In recent years, advertising campaigns in European cities (Paris, Brussels, Stockholm, etc) openly promoted the idea that students could solve their financial problems by entering “relationships” with wealthy older men who would cover university costs. The message was explicit: financial relief in exchange for intimacy, presented as personal choice and empowerment. This was not criminal underground activity. It was publicly advertised, legally defended, and normalized. Here the ethics of capitalism reveal themselves not as abstract principles but as concrete practice: when social provision is dismantled, the market advances — even into the most intimate spheres of life.
This phenomenon is not separate from the Epstein affair. It is its everyday, legalized expression. In both cases, inequality produces dependence, and dependence is converted into access. What differs is scale and visibility, not substance. The student pushed toward transactional intimacy and the victim exploited by elite trafficking networks occupy different positions within the hierarchy, but both are shaped by the same social relation: vulnerability confronting power under conditions falsely described as choice.
Engels observed that bourgeois society dissolves human relations into cash relations. When everything becomes a commodity, the human body is not exempt. Capitalism does not invent predatory behavior, but it organizes society so that predation is facilitated by wealth and protected by impunity. The Epstein network did not endure because institutions were absent, but because class power neutralized them. Law, media, and politics operate selectively, disciplining the powerless while shielding the powerful through delay, silence, and controlled exposure.

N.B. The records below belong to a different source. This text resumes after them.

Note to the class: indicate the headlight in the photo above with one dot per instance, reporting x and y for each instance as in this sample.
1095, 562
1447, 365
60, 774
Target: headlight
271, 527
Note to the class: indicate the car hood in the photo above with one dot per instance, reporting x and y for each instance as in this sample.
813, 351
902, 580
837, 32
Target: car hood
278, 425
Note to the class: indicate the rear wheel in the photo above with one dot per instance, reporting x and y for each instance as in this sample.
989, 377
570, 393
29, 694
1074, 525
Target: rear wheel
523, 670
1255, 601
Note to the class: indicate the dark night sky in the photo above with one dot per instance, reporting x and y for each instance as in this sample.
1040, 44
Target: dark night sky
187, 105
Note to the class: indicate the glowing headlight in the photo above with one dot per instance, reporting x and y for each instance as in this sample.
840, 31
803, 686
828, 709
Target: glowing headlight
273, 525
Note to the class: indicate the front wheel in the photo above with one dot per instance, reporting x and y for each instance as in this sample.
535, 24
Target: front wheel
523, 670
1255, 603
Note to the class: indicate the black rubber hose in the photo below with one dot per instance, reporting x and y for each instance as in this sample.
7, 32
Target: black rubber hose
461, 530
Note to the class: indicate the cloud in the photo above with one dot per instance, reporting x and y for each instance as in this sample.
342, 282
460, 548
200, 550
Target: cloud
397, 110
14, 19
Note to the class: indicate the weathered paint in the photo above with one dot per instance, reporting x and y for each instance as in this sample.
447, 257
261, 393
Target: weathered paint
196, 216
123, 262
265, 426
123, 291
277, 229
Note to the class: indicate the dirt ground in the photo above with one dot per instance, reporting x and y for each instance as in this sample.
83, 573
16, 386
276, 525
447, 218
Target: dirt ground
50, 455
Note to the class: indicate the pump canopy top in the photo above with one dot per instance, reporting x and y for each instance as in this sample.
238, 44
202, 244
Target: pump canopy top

For this reason, liberal outrage leads nowhere. By reducing the issue to individual depravity or ethical failure, it obscures the social relations that reproduce exploitation. Calls for better regulation, transparency, or moral accountability do not touch the core. Exploitation cannot be regulated away because it is structural. A system built on inequality cannot eliminate predation; it can only manage its visibility.
Epstein was not a glitch. He was a function. Those who insist on seeing an ‘aberration’ are not misunderstanding reality; they are actually defending it. The real scandal is not that such crimes happened—but that capitalism makes them possible, profitable, and repeatable.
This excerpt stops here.